Ansseau M, Papart P, Gérard M A, von Frenckell R, Franck G
Psychiatric Unit, Centre Hospitalier Universitaire de Liège, Belgium.
Neuropsychobiology. 1990;24(2):74-8. doi: 10.1159/000119464.
The anxiolytic activity, the tolerance, and the withdrawal symptoms of buspirone and oxazepam were compared in two groups of 14 and 12 outpatients, respectively, suffering from generalized anxiety in a double-blind study with random allocation of patients. The 6-week active period was preceded and followed by 1 and 2 weeks on placebo, respectively. Clinical assessments were performed before and after the predrug placebo period and every 2 weeks thereafter and included Hamilton anxiety and depression scales and AMDP anxiety subscale. The initial daily dose was 15 mg buspirone or 45 mg oxazepam in 3 intakes and the mean final daily doses were 22.2 and 55.8 mg, respectively. Results showed a slower anxiolytic activity of buspirone compared to oxazepam with less improvement after 2 weeks of treatment. The rebound anxiety following abrupt discontinuation of the drug and the level of side effects did not significantly differ between the two compounds.
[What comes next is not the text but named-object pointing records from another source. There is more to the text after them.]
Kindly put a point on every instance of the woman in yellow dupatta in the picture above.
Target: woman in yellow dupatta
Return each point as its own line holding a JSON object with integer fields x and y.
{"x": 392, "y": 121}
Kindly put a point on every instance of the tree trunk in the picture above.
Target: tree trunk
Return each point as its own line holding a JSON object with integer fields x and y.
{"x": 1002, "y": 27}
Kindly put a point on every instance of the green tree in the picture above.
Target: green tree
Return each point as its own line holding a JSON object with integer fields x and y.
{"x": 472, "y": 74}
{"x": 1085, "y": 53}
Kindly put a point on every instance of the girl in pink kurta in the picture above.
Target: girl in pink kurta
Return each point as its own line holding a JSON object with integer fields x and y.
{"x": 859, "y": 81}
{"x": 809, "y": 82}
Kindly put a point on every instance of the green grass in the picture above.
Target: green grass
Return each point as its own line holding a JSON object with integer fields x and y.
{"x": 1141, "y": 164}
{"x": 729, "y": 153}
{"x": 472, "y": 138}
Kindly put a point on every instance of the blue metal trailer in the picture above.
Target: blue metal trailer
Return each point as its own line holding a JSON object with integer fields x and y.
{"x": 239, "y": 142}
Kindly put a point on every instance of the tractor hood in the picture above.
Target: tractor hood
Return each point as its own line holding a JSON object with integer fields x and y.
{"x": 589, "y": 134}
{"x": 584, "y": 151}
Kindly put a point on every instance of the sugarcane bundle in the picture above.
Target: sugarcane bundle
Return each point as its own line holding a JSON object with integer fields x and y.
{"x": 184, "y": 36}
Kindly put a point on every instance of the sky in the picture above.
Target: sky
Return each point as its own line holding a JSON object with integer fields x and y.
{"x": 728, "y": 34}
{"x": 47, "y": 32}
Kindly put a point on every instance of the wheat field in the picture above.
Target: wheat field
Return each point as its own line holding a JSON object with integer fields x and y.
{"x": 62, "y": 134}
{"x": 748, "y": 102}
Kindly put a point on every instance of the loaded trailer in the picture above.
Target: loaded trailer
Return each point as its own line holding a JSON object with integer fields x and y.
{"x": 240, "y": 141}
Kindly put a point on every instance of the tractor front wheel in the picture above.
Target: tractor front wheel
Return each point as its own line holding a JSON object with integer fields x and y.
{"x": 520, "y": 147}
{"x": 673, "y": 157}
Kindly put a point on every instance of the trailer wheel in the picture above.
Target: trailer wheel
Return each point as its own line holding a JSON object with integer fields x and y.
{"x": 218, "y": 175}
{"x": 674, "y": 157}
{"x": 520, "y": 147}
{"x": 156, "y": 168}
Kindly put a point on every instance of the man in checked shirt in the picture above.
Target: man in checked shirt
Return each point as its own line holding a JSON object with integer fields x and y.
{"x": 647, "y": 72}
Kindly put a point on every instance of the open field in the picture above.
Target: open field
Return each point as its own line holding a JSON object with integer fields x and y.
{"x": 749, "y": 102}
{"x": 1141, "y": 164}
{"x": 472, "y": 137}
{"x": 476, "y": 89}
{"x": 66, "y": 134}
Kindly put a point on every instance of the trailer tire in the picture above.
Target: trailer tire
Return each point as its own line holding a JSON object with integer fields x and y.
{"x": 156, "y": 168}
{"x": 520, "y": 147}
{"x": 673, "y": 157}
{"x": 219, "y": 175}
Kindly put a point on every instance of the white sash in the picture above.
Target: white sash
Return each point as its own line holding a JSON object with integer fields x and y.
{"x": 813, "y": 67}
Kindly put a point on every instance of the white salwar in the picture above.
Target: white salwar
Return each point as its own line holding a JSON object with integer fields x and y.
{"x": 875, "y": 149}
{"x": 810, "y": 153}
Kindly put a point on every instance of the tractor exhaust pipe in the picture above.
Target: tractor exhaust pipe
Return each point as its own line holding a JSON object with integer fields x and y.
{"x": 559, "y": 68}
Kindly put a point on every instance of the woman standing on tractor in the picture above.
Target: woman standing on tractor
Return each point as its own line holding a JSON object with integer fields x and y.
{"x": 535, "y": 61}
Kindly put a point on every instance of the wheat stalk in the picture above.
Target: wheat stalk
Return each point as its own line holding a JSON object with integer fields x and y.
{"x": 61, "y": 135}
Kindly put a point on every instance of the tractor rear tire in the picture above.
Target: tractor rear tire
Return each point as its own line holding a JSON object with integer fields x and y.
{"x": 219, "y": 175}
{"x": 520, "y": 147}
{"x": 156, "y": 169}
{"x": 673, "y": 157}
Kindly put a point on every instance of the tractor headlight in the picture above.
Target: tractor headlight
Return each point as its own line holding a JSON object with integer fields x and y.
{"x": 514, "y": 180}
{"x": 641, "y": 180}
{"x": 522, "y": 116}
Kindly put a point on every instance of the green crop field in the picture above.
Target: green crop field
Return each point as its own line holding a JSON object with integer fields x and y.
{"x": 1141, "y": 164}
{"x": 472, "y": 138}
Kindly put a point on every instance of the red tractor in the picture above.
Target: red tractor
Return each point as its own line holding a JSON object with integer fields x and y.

在一项双盲研究中,将两组分别为14名和12名的门诊患者随机分配,比较丁螺环酮和奥沙西泮的抗焦虑活性、耐受性及戒断症状,这些患者均患有广泛性焦虑症。在为期6周的活性治疗期之前和之后,分别有1周和2周的安慰剂治疗期。在用药前安慰剂期前后以及此后每2周进行临床评估,评估内容包括汉密尔顿焦虑和抑郁量表以及AMDP焦虑分量表。初始每日剂量为丁螺环酮15mg或奥沙西泮45mg,分3次服用,平均最终每日剂量分别为22.2mg和55.8mg。结果显示,与奥沙西泮相比,丁螺环酮的抗焦虑活性起效较慢,治疗2周后改善较少。两种药物突然停药后的反跳性焦虑以及副作用水平无显著差异。